The year before Rosa Parks took her stand by keeping her seat, the Supreme Court reviewed the legal precedent established decades earlier in Plessy v. Ferguson, which blessed the "separate but equal" doctrine. Settled law though Plessy may have been, the "liberal" Supreme Court under Chief Justice Earl Warren ruled in Brown v. Board of Education that school segregation "solely on the basis of race" violated the equal protection clause of the 14th Amendment.
Make no mistake: It was within the power of state legislatures and Congress to put a halt to racial discrimination in public education. Had they wanted to or had they been commanded by a popular majority to bring about equal access to educational opportunity, legislators could have done so. Instead they allowed that abomination called Plessy to stand, leaving it up to nonviolent protests and judicial tests to challenge racial discrimination in public education.
So on the occasion of Rosa Parks's death, I also pay tribute to "activist" justices such as Warren, William O. Douglas, William Brennan and Thurgood Marshall, NAACP lawyer and later a justice. They are and will always be among my heroes.
(I'll pause here to allow my conservative colleagues to get hold of themselves.)

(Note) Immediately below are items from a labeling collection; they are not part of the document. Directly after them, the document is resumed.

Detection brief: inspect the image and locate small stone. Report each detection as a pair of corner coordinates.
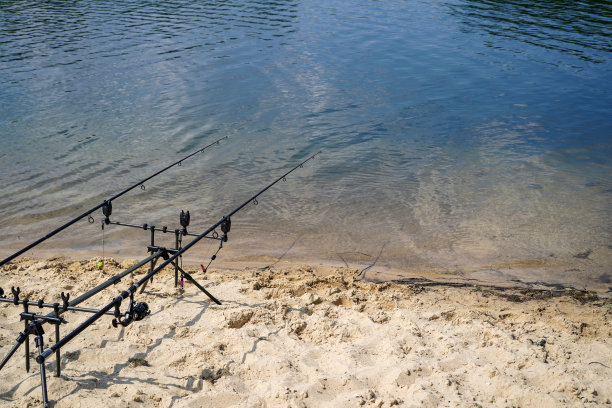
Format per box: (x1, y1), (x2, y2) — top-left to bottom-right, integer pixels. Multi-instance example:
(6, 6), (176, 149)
(365, 390), (376, 401)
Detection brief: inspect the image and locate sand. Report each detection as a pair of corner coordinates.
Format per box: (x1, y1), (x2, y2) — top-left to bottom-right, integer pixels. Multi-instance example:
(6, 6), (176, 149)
(0, 259), (612, 408)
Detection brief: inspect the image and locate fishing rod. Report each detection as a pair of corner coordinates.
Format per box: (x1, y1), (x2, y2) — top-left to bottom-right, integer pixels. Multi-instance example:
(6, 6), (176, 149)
(0, 152), (320, 407)
(0, 251), (163, 377)
(0, 136), (227, 266)
(36, 152), (321, 364)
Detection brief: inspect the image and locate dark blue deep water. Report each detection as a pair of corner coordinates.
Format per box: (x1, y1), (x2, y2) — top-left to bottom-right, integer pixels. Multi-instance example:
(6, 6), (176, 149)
(0, 0), (612, 289)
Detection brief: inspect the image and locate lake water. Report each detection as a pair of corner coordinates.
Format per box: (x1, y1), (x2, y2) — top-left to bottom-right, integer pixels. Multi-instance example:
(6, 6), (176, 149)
(0, 0), (612, 290)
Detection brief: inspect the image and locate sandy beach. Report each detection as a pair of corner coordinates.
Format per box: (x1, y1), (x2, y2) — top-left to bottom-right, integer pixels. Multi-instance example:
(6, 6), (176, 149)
(0, 259), (612, 407)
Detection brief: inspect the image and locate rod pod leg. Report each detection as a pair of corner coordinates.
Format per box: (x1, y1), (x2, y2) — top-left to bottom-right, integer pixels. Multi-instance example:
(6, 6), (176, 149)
(31, 322), (49, 408)
(54, 303), (62, 377)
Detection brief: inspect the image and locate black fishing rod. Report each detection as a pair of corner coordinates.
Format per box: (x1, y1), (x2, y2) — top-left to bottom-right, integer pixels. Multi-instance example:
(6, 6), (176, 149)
(0, 251), (163, 377)
(0, 136), (227, 266)
(36, 152), (320, 366)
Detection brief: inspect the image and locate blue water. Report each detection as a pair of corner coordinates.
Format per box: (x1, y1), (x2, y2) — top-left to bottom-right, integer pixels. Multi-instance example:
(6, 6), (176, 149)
(0, 0), (612, 287)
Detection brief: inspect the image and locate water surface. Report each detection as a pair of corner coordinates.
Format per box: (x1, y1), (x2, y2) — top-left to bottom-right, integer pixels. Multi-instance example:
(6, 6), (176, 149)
(0, 0), (612, 294)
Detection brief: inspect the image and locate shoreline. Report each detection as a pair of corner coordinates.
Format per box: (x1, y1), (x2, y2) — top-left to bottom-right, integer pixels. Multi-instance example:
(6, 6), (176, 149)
(0, 259), (612, 407)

To continue . Were it not for "liberal, activist" courts, who knows how long it would have been before:
Rosa Parks could have sat anywhere she wanted on a bus?
Miscegenation laws would have been invalidated?
Illegally obtained evidence would have been deemed inadmissible in court?
Citizens accused of a crime would have been provided a lawyer if they couldn't afford one?
Citizens would have to be informed of their rights, including the right to remain silent and the right to counsel, before being questioned by police?
Public school boards would have been stopped from writing and adopting prayers for students to recite?
All citizens would have been guaranteed a constitutional "right to privacy"?
Who are the opponents of "liberal judicial activism"? There's no one-size-fits-all description. But some of the loudest voices belong to those who never liked the civil rights movement or the series of landmark cases that expanded rights under the Warren Court. They never saw a court-ordered desegregation remedy they could stand or a states' rights doctrine that didn't trump the rights of racial minorities.
They are the sort of folks who believed Arkansas Gov. Orville Faubus had a point when he used state troopers to block nine black students from entering Little Rock's Central High School even though it was under a federal court's desegregation order. They tend to disparage any and all decisions they don't like as the personal preferences of high-handed judges exceeding their jurisdiction. To them, anyone who spends time knocking down barriers faced by folks who are not white and male is automatically suspect.
Which explains why I knew Harriet Miers was doomed with conservatives. Last Sunday The Post published a story by Jo Becker and Sylvia Moreno that said that as president of the State Bar of Texas, Miers vowed to make the bar "inclusive of women and minorities." Miers, according to the story, "championed the cause of increasing the number of female and minority lawyers in the bar's own leadership ranks and in law firms across the state, writing that 'we are strongest capitalizing on the benefits of our diversity.' " To the right wing, them's fightin' words.
The mere idea that Miers supported a bar resolution that encouraged Texas law firms to hire more minority lawyers and that set aside a specific number of seats on the bar's board of directors for women and minorities was enough to make conservatives do back flips. Too much like the thinking of a "liberal activist judge."
In my book, however, Harriet Miers's determination to tear down racial and sexual barriers in Texas legal circles is a mark in her favor. Who knows? It might even have made Rosa Parks smile.